Prof. Sabin's discussion of game mechanics will probably be of less interest to those who are already oldhands at wargaming, and those who are just beginning to take up wargaming will probably find it somewhat bewildering. He covers typical wargame mechanics, e.g., hexagon map grids, zones of control, stacking limits, and the like, as well as how designers attempt to simulate combat and command in different periods of history. Much of this was already familiar to me, of course, but I appreciated the ways in which Prof. Sabin articulated how these design choices can be brought together to create individual war-games.
Prof. Sabin then provides his readers with eight simple games of his own design. They make use of the techniques described earlier in the book, and thus give his readers an opportunity to see his design principles in action. I have to admit that I have yet to play any of these games. They look like good games, but, of course, I can't know for sure without playing them.

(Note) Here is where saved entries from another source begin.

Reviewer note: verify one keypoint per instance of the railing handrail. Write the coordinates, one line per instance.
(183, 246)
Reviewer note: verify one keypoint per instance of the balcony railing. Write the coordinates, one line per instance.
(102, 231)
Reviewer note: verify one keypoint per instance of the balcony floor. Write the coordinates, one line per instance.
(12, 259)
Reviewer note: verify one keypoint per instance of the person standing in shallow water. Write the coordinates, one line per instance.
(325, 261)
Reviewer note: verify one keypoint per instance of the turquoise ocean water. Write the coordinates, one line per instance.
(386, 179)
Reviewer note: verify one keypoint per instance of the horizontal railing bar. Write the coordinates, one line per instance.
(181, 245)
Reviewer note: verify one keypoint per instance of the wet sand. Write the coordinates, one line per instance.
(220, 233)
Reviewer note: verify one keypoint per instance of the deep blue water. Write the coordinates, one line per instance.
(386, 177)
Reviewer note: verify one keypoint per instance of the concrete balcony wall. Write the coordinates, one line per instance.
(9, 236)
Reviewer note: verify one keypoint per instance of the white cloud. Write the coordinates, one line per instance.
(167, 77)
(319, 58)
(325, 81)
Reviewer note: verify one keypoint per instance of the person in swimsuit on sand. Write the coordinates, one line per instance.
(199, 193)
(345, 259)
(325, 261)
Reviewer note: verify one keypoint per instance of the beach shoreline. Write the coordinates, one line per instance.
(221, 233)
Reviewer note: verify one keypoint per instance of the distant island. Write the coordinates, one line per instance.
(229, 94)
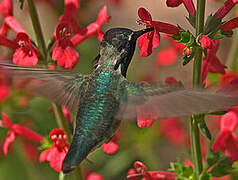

I would have liked to have seen more on two particular topics. In the book's introduction Prof. Sabin talks about military gaming, that is, the tradition of Kriegsspiel that began in the early 19th century. Since I'm not a military professional, and since I've never read much about this type of gaming, which I assume is quite different from the largely commercial, hobby wargaming that Prof. Sabin discusses, I'm in the dark as to how the wargaming I know differs from what military professionals have been doing for two hundred years. That's just my ignorance, of course. But I think that Prof. Sabin's book would be even better if it not only said more about this difference but also illustrated it in some appropriate fashion.
The second topic that could have used more discussion is that of the morality of wargaming. Prof. Sabin discusses this briefly on pages 161 to 163. What I would like to see discussed is whether or not there are moral restraints on what aspects of a military conflict a designer should seek to simulate. Should, for example, the genocidal aspect of Nazi Germany's war against the Soviet Union be simulated? There are many, many wargames that simulate the German invasion of the Soviet Union, but as far as I know, none of them attempt to model the Einsatzgruppen and concentration camps that followed in the wake of the Wehrmacht's advance. This aspect of the historical conflict was hardly an afterthought. It was a key component of Nazi ideology, yet it is hard to imagine that someone will ever design a game that simulates the Holocaust and makes it a major element of the German war effort. Maybe there is such a game, and I'm just not aware of it. I certainly hope that there is no such wargame, but is this just squeamishness on my part, or is it grounded in some sort of moral objection? I would be interested to read what Prof. Sabin has to say on this topic. As of this writing, I have no clear thoughts on the matter.
As you can see, I have a very favorable opinion of Prof. Sabin's book. If you're interested in wargaming as an intellectual activity that goes beyond merely having fun playing games based on military history, then I recommend Simulating War: Studying Conflict Through Simulation Games to your attention.